July 8, 2015
As Greece concludes its vote to reject IMF austerity measures and impossible “debt repayment mechanisms” and as the Puerto Rican debt cauldron bubbles off the shores of the United States, there is yet another country whose debts to private bankers, the IMF, and other “creditors” is about to come due – Ukraine.
Around the end of July, approximately $15.3 billion dollars of bonds will be due to be paid to a wide variety of creditors – government, IMF, and private holders. On July 26, however, Ukraine will be unable to pay the money it owes to those creditors.
Interestingly enough, when the Greek default hung in the air along with the possibility of the continued rejection of IMF austerity measures, compounded with the likelihood that the Greeks would begin to pursue a new policy of independence, sovereignty, and dirigism, the result was media and financier panic. That panic is not being played out over the Western airwaves when it comes to the question of Ukraine, however.
Indeed, another curious aspect to the looming Ukrainian default is the apparent haggling and scrambling on the part of the IMF to ensure that the country continues to implement austerity, pay its private creditors (except Russia), and pay the IMF while staying afloat, at least on paper. After all, when the Greeks announced (as the IMF later admitted in its own report) that the debt it owed was unpayable and unserviceable, the reactions from the IMF and the Eurogarchs were quite different – either make all the payments and implement all the austerity measures or face the wrath of the world financial elite.
The reason for the attempt at continued flotation of the Ukrainian state (not at the cost of austerity and privatization of course) might be because Ukraine is a necessary component to the Western strategy of aggression against Russia and the destruction of Novorossiya, a goal unlikely to be accomplished if the state collapses in on itself entirely.
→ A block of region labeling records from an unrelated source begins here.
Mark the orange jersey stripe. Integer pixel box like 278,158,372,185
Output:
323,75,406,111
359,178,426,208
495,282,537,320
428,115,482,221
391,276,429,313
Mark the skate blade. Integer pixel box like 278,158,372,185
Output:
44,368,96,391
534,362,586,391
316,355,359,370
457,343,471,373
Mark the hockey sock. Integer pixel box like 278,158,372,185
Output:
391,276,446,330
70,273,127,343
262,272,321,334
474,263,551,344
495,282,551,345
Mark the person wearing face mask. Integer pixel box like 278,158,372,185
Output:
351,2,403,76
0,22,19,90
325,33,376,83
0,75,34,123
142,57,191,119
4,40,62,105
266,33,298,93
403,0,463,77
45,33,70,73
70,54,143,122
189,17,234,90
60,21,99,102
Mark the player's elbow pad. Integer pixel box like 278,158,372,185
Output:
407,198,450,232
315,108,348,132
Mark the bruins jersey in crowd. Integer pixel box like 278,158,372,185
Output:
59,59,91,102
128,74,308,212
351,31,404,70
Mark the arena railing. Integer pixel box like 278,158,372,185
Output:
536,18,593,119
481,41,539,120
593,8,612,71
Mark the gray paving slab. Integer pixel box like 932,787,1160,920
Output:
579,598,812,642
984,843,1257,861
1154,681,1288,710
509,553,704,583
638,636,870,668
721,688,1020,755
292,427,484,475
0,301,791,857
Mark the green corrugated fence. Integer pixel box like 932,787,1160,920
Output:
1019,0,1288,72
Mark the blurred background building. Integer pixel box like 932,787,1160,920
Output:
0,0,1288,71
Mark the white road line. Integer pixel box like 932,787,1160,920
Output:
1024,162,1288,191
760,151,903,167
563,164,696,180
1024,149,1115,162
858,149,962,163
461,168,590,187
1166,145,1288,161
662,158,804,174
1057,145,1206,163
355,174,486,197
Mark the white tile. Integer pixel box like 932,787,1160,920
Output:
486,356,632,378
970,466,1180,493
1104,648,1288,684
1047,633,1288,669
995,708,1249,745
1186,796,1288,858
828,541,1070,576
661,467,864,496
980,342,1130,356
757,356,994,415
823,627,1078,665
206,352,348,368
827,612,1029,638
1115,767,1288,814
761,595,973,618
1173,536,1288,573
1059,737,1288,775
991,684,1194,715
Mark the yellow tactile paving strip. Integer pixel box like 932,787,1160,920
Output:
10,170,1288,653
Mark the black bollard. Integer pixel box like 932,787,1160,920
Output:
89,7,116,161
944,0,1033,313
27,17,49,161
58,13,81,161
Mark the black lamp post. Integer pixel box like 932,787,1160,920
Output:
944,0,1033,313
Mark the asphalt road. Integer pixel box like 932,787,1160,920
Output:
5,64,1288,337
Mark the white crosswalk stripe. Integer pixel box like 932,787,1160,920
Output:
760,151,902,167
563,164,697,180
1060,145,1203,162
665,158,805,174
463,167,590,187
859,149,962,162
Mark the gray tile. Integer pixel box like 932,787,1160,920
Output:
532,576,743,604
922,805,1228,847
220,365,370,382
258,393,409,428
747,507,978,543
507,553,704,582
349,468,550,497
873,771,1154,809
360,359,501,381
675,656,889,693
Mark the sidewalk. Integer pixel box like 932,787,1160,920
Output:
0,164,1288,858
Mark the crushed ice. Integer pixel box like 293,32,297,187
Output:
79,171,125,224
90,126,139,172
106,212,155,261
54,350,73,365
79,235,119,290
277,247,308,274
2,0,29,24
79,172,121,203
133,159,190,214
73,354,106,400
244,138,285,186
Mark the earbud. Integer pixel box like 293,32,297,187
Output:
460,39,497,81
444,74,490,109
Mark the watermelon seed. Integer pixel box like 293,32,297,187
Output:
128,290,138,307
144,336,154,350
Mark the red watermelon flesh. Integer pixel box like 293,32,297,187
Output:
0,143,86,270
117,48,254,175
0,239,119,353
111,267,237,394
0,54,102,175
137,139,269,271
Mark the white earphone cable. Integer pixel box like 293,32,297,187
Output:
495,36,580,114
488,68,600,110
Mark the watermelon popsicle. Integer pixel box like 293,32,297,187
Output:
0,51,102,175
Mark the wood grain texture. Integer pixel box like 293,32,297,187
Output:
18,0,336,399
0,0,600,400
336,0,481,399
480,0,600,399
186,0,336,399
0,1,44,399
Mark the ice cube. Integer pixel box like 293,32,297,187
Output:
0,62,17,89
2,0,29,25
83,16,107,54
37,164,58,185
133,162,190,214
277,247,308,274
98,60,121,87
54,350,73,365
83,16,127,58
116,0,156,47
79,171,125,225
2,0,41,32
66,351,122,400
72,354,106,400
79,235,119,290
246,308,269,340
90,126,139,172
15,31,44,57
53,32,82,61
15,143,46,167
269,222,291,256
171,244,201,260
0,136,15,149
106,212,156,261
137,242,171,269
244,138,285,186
However, the IMF and Western financier oligarchs have long drooled over the idea of privatizing Ukrainian factories, farmland, and essential services, a process that was already set in motion but which will be certainly accelerated if the Ukrainian government defaults on its loans. So the desire to keep the country afloat for destabilization and war purposes will likely be balanced with the desire to gut and privatize it.
Interestingly enough, most of these loans are actually due to private creditors from the United States who have refused to take any haircut on the bonds they purchased before the Western-backed coup took place in Ukraine.
Still, the IMF Managing Director and her Deputy have since announced that it plans to continue its scheduled $17.5 billion support program so long as the country continues to implement the prescribed austerity policies and “restructuring” requirements.
Regardless, Ukraine is in serious trouble.
As Jackson Diehl of the Washington Post writes,
Yet the European Union, which has committed $222 billion to bailing out Greece, has offered Ukraine $5.5 billion. The United States, which provided $20 billion to save Mexico from default and $18 billion for reconstruction in Iraq, has approved $3 billion in loan guarantees for Ukraine.
The paltry sums have placed the Kiev government at the mercy of foreign creditors holding $19 billion of its private debt — including the Russian government, which holds a $3 billion eurobond. Outside of Moscow, the biggest bondholders are U.S. hedge funds, including bottom-feeder Franklin Templeton. To meet the IMF’s plan, the government must extract $15 billion in relief from them over four years. But Franklin Templeton and its partners have refused to accept a reduction in principal, despite prodding from the IMF and the U.S. Treasury.
That leaves Ukraine facing the possibility of default as soon as the end of this month, and no later than September, when a $500 million bond falls due. Anders Aslund, an expert on the Ukrainian economy at the Atlantic Council, thinks Ukraine needs $10 billion in additional financing to survive the next two years. At best, it may get half of that.Thus, it looks like Europe and the world might now witness a Ukraine default only weeks after the Greek one. How this situation will be handled is anyone’s guess but we have to wonder whether or not the double team effort of the IMF and the US creditors is merely an attempt to impose emergency measure upon Ukraine and its governing structure so that it will more easily accept the crushing austerity measures and privatization schemes the IMF wishes to impose. Of course, there is also the possibility that the necessary lifeline of temporary credit will be extended so as to continue to use Ukraine as a spearhead against Russia.
What is known, however, is that neither the IMF nor international financiers tend to miss out on an opportunity to rape a nation over debts manufactured from thin air, especially when such an opportunity increases the power of those institutions over the nation and its people.